Mean-Variance Portfolio Selection with Margin Requirements

Yuan Zhou1,2 and Zhe Wu1

1School of Mathematics, Fudan University, Shanghai 200433, China
2Department of Mathematics and Statistics, University of South Florida, Tampa, FL 33620-5700, USA

Received 18 November 2012; Revised 23 February 2013; Accepted 24 February 2013

Academic Editor: Cedric Yiu

Copyright © 2013 Yuan Zhou and Zhe Wu. This is an open access article distributed under the Creative Commons Attribution License, which permits unrestricted use, distribution, and reproduction in any medium, provided the original work is properly cited.


We study the continuous-time mean-variance portfolio selection problem in the situation when investors must pay margin for short selling. The problem is essentially a nonlinear stochastic optimal control problem because the coefficients of positive and negative parts of control variables are different. We can not apply the results of stochastic linearquadratic (LQ) problem. Also the solution of corresponding Hamilton-Jacobi-Bellman (HJB) equation is not smooth. Li et al. (2002) studied the case when short selling is prohibited; therefore they only need to consider the positive part of control variables, whereas we need to handle both the positive part and the negative part of control variables. The main difficulty is that the positive part and the negative part are not independent.
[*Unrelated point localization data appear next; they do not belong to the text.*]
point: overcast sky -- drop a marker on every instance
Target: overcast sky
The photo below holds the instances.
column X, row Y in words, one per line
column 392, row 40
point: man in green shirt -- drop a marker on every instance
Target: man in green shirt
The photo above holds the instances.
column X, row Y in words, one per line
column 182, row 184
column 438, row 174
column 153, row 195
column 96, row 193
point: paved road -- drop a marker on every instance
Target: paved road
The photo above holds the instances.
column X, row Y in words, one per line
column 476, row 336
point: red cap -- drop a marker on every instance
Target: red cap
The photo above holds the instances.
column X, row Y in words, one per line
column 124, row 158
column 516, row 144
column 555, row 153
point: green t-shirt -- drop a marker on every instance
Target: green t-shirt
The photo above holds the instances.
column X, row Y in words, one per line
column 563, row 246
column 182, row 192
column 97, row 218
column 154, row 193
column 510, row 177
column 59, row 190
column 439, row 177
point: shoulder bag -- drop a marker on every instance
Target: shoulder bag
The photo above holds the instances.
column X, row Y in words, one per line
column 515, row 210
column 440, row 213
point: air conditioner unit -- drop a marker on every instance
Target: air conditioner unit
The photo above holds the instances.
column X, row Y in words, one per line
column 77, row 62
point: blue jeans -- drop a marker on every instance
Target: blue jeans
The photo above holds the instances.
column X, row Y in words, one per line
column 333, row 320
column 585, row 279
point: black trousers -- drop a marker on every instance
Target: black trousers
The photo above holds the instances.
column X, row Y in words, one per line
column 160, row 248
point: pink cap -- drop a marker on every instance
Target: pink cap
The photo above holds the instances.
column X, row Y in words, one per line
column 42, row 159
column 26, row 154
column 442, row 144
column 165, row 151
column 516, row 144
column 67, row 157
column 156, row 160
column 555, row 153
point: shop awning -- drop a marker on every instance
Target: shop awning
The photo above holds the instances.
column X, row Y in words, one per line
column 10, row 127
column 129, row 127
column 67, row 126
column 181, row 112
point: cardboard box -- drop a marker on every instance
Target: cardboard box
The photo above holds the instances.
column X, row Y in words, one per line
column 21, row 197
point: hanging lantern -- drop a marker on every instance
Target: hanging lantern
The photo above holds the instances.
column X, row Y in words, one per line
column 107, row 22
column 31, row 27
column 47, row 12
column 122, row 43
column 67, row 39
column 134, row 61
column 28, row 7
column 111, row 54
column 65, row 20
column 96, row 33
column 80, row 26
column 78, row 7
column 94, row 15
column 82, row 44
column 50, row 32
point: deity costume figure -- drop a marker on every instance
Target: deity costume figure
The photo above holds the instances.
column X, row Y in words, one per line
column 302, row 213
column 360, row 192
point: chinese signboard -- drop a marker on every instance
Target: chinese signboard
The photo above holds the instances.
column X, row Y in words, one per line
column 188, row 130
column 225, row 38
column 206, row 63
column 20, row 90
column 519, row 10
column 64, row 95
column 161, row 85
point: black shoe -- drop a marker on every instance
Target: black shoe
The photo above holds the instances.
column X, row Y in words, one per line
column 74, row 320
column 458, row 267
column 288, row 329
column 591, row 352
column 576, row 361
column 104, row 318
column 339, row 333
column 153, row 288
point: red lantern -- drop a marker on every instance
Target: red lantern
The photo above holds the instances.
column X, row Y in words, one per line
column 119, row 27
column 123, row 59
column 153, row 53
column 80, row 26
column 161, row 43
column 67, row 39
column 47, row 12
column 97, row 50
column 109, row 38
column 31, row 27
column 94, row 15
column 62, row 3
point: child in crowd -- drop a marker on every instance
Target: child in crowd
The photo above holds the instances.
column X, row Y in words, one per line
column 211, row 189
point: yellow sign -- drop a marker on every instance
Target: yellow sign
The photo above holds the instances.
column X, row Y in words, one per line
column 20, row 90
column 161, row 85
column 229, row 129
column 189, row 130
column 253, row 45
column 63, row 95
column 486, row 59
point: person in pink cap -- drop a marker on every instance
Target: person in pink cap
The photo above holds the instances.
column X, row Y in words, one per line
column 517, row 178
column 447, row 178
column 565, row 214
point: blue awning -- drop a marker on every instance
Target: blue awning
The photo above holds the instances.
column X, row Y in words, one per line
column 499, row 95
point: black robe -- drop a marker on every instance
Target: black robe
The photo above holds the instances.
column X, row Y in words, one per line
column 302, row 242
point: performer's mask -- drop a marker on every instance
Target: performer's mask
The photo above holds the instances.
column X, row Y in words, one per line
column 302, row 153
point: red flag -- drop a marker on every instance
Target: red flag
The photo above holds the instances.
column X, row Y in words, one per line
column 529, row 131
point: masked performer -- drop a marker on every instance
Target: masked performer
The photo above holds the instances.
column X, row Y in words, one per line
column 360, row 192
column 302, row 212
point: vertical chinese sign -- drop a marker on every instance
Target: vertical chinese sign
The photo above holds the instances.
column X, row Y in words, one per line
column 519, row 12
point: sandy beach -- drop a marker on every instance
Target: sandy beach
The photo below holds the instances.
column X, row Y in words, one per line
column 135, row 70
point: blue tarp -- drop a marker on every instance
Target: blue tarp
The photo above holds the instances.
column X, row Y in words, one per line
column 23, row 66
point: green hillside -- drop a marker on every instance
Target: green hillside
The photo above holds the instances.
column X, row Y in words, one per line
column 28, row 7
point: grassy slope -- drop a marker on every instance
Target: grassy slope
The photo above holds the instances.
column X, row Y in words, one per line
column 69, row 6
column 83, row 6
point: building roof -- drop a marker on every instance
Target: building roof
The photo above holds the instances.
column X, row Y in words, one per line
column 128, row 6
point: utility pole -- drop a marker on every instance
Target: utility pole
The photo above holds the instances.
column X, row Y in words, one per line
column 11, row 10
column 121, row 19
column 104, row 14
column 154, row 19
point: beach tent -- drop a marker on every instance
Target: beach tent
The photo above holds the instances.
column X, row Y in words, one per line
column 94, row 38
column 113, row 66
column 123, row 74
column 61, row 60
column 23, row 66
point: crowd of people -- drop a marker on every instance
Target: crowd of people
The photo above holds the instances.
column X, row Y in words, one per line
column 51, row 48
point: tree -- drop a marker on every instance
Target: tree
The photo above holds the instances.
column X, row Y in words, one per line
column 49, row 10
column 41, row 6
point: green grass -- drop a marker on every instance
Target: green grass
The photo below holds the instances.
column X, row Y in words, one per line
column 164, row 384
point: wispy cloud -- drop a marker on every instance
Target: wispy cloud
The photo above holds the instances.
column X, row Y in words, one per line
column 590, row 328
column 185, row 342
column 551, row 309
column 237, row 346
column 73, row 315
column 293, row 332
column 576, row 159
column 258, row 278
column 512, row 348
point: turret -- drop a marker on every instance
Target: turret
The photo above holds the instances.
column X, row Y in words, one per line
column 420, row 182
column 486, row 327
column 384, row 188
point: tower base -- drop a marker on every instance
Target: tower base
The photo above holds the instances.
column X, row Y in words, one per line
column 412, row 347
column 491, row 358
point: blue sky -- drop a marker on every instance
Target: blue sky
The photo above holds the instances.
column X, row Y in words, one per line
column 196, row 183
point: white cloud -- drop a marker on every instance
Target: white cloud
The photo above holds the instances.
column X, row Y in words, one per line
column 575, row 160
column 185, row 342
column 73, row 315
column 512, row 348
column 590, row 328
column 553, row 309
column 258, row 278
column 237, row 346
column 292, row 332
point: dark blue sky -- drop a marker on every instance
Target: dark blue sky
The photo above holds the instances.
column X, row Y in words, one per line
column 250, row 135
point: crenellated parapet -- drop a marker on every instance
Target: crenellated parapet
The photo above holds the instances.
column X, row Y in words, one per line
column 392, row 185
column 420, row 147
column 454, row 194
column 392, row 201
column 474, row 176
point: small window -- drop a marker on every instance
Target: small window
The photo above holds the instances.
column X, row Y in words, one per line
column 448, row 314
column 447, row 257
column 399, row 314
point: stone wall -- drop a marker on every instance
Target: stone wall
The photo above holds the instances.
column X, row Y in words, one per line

The previous results are not directly applicable. By decomposing the problem into several subproblems we figure out the solutions of HJB equation in two disjoint regions and then prove it is the viscosity solution of HJB equation. Finally we formulate solution of optimal portfolio and the efficient frontier. We also present two examples showing how different margin rates affect the optimal solutions and the efficient frontier.